How to Add LLM Observability and Tracing to Your TypeScript AI App with Langfuse

Friday 17/04/2026

·12 min read

Your AI feature works in development. Users are hitting it in production. But you have no idea what's actually happening inside those LLM calls. A user reports the chatbot gave a wrong answer yesterday — which prompt fired? What context was retrieved? How many tokens did it burn? You check your logs and find... nothing useful.

This is the observability gap that kills AI features in production. Traditional logging tells you that something happened. LLM tracing tells you why — every prompt, every completion, every tool call, every retrieval step, with timing and cost data attached. Langfuse is an open-source LLM observability platform (recently acquired by ClickHouse) that gives you this visibility without vendor lock-in.

Why Langfuse over other options

There are several LLM observability tools out there — LangSmith, Helicone, Braintrust. Here's why Langfuse is my pick for TypeScript apps:

Open source — self-host or use their cloud. No vendor lock-in
First-class Vercel AI SDK integration — one-line setup if you're already using ai
Provider-agnostic — works with Claude, OpenAI, Gemini, local models, anything
ClickHouse-backed analytics — fast queries over millions of traces
Cost tracking — automatic token counting and cost calculation per model

Setting up the project

We'll add Langfuse tracing to a Vercel AI SDK app that uses Claude with tool calling. If you have an existing AI SDK app, you can skip the scaffolding and jump to the integration.

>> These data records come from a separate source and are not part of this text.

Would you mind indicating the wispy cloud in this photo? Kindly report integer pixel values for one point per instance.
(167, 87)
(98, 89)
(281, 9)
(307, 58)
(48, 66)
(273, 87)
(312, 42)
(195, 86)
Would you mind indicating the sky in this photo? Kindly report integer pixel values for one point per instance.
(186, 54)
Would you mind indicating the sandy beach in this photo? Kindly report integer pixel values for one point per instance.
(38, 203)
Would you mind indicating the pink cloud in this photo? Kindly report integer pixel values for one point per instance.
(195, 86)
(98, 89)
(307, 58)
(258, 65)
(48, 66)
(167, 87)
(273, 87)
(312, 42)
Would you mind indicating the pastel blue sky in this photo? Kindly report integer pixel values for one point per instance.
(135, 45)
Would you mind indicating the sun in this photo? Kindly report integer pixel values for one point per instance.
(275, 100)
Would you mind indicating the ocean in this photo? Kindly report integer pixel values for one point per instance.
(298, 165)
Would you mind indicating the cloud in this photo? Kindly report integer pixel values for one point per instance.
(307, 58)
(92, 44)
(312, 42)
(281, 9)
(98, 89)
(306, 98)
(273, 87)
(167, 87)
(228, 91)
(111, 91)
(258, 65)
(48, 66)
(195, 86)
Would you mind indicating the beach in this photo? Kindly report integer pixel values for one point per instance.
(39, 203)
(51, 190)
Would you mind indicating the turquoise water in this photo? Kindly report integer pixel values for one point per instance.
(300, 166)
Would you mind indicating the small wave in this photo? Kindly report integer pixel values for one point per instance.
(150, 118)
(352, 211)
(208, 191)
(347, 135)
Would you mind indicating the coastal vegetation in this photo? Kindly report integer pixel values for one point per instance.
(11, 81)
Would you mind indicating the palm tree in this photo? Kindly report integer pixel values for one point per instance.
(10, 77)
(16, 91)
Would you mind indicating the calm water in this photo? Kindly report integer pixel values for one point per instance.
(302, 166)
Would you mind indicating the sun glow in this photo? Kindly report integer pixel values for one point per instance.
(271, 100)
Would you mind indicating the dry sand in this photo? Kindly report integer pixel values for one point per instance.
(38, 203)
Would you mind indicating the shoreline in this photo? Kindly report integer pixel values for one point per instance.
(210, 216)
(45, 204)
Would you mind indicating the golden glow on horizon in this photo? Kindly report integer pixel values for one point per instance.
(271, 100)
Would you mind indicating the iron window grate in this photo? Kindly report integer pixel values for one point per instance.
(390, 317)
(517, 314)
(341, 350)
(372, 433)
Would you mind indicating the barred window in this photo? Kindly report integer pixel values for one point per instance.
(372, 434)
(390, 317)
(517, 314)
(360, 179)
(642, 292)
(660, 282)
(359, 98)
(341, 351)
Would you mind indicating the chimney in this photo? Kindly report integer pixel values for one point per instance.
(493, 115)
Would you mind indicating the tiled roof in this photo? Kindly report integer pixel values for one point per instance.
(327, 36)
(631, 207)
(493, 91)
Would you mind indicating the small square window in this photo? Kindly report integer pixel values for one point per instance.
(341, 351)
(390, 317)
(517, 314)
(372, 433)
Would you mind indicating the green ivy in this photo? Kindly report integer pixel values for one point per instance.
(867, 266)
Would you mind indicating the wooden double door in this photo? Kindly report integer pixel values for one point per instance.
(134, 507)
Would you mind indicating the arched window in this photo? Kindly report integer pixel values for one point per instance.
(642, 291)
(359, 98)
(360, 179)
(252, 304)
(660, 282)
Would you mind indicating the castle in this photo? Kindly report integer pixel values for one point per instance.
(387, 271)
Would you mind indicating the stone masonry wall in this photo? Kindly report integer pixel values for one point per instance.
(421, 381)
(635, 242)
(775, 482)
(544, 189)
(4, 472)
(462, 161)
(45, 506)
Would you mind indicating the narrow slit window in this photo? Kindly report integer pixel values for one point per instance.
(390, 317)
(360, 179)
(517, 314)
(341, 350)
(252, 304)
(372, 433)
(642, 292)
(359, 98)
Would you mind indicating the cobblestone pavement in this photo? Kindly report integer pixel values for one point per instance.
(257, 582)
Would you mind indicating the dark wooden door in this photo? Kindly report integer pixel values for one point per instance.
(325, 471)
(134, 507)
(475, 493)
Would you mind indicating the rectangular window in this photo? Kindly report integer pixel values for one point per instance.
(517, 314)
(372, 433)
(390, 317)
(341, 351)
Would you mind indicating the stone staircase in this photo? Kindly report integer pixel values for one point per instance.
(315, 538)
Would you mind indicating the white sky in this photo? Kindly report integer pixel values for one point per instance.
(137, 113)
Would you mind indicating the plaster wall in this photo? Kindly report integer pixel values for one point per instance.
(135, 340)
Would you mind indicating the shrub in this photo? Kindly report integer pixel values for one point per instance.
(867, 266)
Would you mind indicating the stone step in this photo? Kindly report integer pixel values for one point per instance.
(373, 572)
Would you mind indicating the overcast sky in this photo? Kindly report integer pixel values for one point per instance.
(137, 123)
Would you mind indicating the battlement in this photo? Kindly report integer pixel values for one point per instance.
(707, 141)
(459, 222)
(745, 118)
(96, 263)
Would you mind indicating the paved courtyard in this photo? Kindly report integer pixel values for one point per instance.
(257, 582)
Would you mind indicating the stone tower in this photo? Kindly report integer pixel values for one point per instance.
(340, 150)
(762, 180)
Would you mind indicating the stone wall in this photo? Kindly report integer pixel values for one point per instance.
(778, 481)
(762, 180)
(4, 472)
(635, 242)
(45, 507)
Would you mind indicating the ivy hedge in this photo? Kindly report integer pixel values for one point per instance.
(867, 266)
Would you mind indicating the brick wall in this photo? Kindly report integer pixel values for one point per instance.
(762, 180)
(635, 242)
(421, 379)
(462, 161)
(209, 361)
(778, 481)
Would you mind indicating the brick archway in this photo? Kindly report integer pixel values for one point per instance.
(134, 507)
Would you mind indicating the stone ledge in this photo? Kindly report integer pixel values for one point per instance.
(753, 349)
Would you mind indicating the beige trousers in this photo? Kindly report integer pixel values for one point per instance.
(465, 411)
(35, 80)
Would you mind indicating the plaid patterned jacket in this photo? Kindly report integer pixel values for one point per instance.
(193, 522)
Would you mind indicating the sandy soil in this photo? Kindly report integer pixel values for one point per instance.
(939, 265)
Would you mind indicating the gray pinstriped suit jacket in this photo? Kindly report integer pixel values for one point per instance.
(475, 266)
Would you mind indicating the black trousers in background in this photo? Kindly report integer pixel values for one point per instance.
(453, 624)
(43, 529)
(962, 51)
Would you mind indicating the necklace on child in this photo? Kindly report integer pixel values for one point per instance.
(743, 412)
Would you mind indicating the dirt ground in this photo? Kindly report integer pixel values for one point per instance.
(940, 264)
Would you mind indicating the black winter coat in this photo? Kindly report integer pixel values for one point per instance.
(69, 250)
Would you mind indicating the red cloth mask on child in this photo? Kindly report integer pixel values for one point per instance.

mkdir ai-app-with-tracing && cd ai-app-with-tracing
pnpm init
pnpm add ai @ai-sdk/anthropic langfuse zod
pnpm add -D typescript @types/node tsx

// tsconfig.json
{
    "compilerOptions": {
        "target": "ES2022",
        "module": "Node16",
        "moduleResolution": "Node16",
        "outDir": "./dist",
        "strict": true,
        "esModuleInterop": true,
        "skipLibCheck": true
    },
    "include": ["src/**/*"]
}

Set up your environment variables:

# .env
ANTHROPIC_API_KEY=sk-ant-...
LANGFUSE_SECRET_KEY=sk-lf-...
LANGFUSE_PUBLIC_KEY=pk-lf-...
LANGFUSE_BASEURL=https://cloud.langfuse.com

You get the Langfuse keys from cloud.langfuse.com after creating a project, or from your self-hosted instance.

The Vercel AI SDK integration (the easy path)

If you're using Vercel AI SDK, Langfuse has a direct integration that wraps the SDK's generateText and streamText with tracing — zero manual instrumentation. This is the approach I'd recommend for most apps.

// src/traced-chat.ts
import { generateText, tool } from 'ai'
import { anthropic } from '@ai-sdk/anthropic'
import { Langfuse } from 'langfuse'
import { z } from 'zod'

const langfuse = new Langfuse({
    secretKey: process.env.LANGFUSE_SECRET_KEY!,
    publicKey: process.env.LANGFUSE_PUBLIC_KEY!,
    baseUrl: process.env.LANGFUSE_BASEURL,
})

const weatherTool = tool({
    description: 'Get current weather for a city',
    parameters: z.object({
        city: z.string().describe('City name'),
    }),
    execute: async ({ city }) => {
        // Simulate weather API call
        return {
            city,
            temperature: Math.round(Math.random() * 30 + 5),
            condition: ['sunny', 'cloudy', 'rainy'][Math.floor(Math.random() * 3)],
        }
    },
})

async function chat(userMessage: string) {
    // Create a Langfuse trace for this conversation turn
    const trace = langfuse.trace({
        name: 'chat',
        userId: 'user-123',
        metadata: { source: 'cli' },
        tags: ['production', 'weather-bot'],
    })

    const result = await generateText({
        model: anthropic('claude-sonnet-4-20250514'),
        tools: { weather: weatherTool },
        maxSteps: 5,
        messages: [{ role: 'user', content: userMessage }],
        experimental_telemetry: {
            isEnabled: true,
            metadata: {
                langfuseTraceId: trace.id,
            },
        },
    })

    // Log the final output
    trace.update({
        output: result.text,
    })

    // Flush to ensure traces are sent before process exits
    await langfuse.flushAsync()

    return result.text
}

// Run it
chat("What's the weather in Tel Aviv and Berlin?").then(console.log)

That experimental_telemetry config with the langfuseTraceId is all you need. Langfuse hooks into the AI SDK's OpenTelemetry instrumentation and captures every generation, tool call, and step automatically.

Gotcha: The experimental_telemetry approach requires you to set up an OpenTelemetry exporter. For a simpler path without OTel, use the manual approach below — it gives you more control anyway.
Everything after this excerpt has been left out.